Developmentally disabled workers are not exempt from the minimum wage enacted in Proposition 202.  Thus, developmentally disabled workers formerly earning a sub-minimum wage under the FLSA “special certificate” are entitled to earn the new state minimum wage of $6.75 per hour if they are employees subject to the new law.(7) In addition, Proposition 202 impliedly repealed the previous version of A.R.S. § 23-362.

Terry Goddard
Attorney General


  1. This Opinion does not address the relationship, if any, between a disabled worker's minimum wage and services the disabled worker might receive under Title XIX of the Social Security Act.  It also does not address whether any particular worker is an employee subject to Arizona’s new minimum wage law.
  2. The commensurate wage is calculated by comparing the disabled worker’s productivity to that of an experienced, non-disabled worker and then reducing the prevailing wage for that position to compensate for any reduction in productivity.  29 C.F.R. § 525.9.  The commensurate wage is always lower than the prevailing wage and is often lower than the minimum wage.
  3. Ohio voters approved a constitutional amendment that raised the minimum wage to $6.85 per hour but also adopted FLSA exemptions.  Ohio Const. art.
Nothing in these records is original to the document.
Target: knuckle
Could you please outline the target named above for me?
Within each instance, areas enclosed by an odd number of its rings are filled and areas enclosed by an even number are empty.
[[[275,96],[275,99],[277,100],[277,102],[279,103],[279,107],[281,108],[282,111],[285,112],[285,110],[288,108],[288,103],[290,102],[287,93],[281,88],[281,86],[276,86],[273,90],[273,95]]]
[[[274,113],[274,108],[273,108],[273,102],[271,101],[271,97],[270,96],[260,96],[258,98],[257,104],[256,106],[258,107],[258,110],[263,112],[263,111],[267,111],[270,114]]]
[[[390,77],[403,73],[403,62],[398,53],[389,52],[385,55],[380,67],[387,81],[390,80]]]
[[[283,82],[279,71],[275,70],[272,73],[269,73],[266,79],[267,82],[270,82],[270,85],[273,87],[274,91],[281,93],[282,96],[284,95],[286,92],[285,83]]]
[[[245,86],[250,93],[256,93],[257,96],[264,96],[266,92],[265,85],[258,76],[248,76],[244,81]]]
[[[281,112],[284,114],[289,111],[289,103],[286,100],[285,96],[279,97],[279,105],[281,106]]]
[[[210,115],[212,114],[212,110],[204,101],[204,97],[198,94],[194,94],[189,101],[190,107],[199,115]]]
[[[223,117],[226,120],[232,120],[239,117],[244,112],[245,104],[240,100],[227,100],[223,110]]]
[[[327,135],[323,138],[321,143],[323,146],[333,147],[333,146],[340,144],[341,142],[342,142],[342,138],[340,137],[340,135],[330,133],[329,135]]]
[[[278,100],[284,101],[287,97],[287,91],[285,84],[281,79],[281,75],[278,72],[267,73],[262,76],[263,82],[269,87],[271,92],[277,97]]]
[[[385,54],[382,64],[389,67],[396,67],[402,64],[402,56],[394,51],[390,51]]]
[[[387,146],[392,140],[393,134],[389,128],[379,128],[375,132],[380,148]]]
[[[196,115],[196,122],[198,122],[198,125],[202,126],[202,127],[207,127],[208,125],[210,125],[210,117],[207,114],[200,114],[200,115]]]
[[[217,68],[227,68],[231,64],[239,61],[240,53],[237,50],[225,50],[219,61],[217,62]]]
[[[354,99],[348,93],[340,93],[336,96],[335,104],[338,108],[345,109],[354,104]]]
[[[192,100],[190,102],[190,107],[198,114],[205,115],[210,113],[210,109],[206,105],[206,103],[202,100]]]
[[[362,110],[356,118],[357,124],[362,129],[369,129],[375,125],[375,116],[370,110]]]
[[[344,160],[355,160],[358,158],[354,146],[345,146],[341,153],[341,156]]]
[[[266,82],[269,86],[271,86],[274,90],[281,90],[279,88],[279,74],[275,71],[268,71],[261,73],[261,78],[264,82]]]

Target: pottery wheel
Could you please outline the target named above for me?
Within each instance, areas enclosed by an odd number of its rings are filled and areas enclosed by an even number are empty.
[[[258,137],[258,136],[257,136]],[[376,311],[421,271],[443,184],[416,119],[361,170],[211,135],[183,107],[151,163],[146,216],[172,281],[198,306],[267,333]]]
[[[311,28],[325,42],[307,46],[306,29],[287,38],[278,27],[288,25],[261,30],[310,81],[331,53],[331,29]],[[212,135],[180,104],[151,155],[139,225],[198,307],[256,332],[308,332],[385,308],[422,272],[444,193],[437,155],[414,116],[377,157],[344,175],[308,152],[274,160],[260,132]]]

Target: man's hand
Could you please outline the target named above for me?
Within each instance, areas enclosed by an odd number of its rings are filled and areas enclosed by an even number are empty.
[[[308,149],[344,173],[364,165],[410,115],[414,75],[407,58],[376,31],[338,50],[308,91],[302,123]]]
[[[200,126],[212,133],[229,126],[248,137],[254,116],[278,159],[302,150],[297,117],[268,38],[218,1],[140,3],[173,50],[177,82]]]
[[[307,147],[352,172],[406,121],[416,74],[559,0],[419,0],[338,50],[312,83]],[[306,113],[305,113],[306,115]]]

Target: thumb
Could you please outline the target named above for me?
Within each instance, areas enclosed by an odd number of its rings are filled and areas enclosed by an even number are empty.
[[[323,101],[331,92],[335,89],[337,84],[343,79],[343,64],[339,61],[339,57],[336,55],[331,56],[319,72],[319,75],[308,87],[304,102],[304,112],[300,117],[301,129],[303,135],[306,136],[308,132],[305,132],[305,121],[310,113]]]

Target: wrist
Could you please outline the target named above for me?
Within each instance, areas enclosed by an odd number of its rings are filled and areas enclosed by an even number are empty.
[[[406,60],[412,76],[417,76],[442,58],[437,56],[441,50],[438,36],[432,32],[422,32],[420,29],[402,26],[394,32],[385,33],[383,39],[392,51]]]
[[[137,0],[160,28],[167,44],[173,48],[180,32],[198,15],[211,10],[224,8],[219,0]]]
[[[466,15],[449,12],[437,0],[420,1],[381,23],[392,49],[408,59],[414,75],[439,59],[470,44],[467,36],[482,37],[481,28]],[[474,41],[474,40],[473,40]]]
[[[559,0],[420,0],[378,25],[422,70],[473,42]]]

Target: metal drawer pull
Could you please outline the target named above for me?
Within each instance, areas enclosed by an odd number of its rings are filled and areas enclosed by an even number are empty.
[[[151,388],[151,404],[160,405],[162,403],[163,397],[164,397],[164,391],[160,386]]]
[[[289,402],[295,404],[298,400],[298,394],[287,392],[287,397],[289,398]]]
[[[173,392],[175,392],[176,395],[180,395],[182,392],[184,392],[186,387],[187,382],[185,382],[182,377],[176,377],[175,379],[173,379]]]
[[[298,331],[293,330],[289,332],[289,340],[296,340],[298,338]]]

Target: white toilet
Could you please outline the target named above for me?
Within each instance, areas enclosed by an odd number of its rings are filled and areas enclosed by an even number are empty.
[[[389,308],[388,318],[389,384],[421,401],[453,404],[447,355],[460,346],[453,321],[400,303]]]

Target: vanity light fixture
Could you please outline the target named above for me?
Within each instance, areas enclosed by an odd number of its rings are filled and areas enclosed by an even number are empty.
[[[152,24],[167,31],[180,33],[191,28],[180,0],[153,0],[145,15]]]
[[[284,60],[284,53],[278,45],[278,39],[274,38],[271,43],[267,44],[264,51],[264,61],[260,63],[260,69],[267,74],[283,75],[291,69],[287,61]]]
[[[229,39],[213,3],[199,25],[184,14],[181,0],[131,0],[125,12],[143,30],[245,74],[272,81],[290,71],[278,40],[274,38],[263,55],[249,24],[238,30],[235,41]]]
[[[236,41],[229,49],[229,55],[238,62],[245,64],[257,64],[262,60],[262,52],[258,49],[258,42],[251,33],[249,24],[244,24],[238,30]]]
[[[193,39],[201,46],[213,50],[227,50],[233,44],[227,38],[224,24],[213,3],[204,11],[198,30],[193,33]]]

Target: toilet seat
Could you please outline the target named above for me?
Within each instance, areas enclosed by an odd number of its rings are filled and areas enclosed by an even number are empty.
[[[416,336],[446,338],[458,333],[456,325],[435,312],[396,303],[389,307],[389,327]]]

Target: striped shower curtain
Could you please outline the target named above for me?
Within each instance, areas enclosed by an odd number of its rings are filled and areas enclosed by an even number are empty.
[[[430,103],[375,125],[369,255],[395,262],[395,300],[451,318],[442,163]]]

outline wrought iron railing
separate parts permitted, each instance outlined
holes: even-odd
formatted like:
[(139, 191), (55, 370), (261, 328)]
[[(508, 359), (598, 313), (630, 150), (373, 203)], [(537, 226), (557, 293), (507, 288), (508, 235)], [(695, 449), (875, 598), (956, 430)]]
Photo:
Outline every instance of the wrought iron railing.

II, § 34a; Ohio Rev. Code Ann. § 4111.14(C).  Specific language in the amendment allows for the issuance of a license to pay less than the state minimum wage rate for individuals with disabilities.  Ohio Const. art II, § 34a.  Likewise, Missouri’s Proposition B contains a specific exemption for individuals working in sheltered workshops certified by the Department of Elementary and Secondary Education.  Mo. Rev. Stat. § 290.500(3)(g).  Arizona, Nevada, Colorado and Montana did not provide any exemptions in the text of their legislation for the exclusion of the disabled worker who previously was covered under Subsection 214(C) of the FLSA.  SeeA.R.S. §§ 23-362 to -364; Nev. Const. art. 15, § 16; Colo. Const. art. XVIII, § 15; Mont. Code Ann. § 39-3-409 (2007).
  4. It should be noted that this conclusion applies only to developmentally disabled workers who are not covered by any other state or federal exemption.
  5. Former A.R.S. § 23-362 reads in full:

    A.      The legislature declares that the establishment of a uniform minimum wage is a matter of statewide concern.

    B.      No political subdivision of this state may establish, mandate or otherwise require a minimum wage that exceeds the federal minimum wage prescribed in 29 United States Code § 206.
     

  6. Because Proposition 202 impliedly repeals A.R.S. § 23-362 (1997 Ariz. Sess. Laws ch. 51), the last question regarding the application of the former statute is moot.
  7. The Legislature's ability to now incorporate an exemption for disabled workers is limited by article IV, part 1, section 1 of the Arizona Constitution.  Any amendment to a voter-approved initiative must “further the purpose” of the proposition and receive approval of at least three-fourths of the members of the House of Representatives and Senate.  Alternatively, the Legislature could refer the issue to the voters.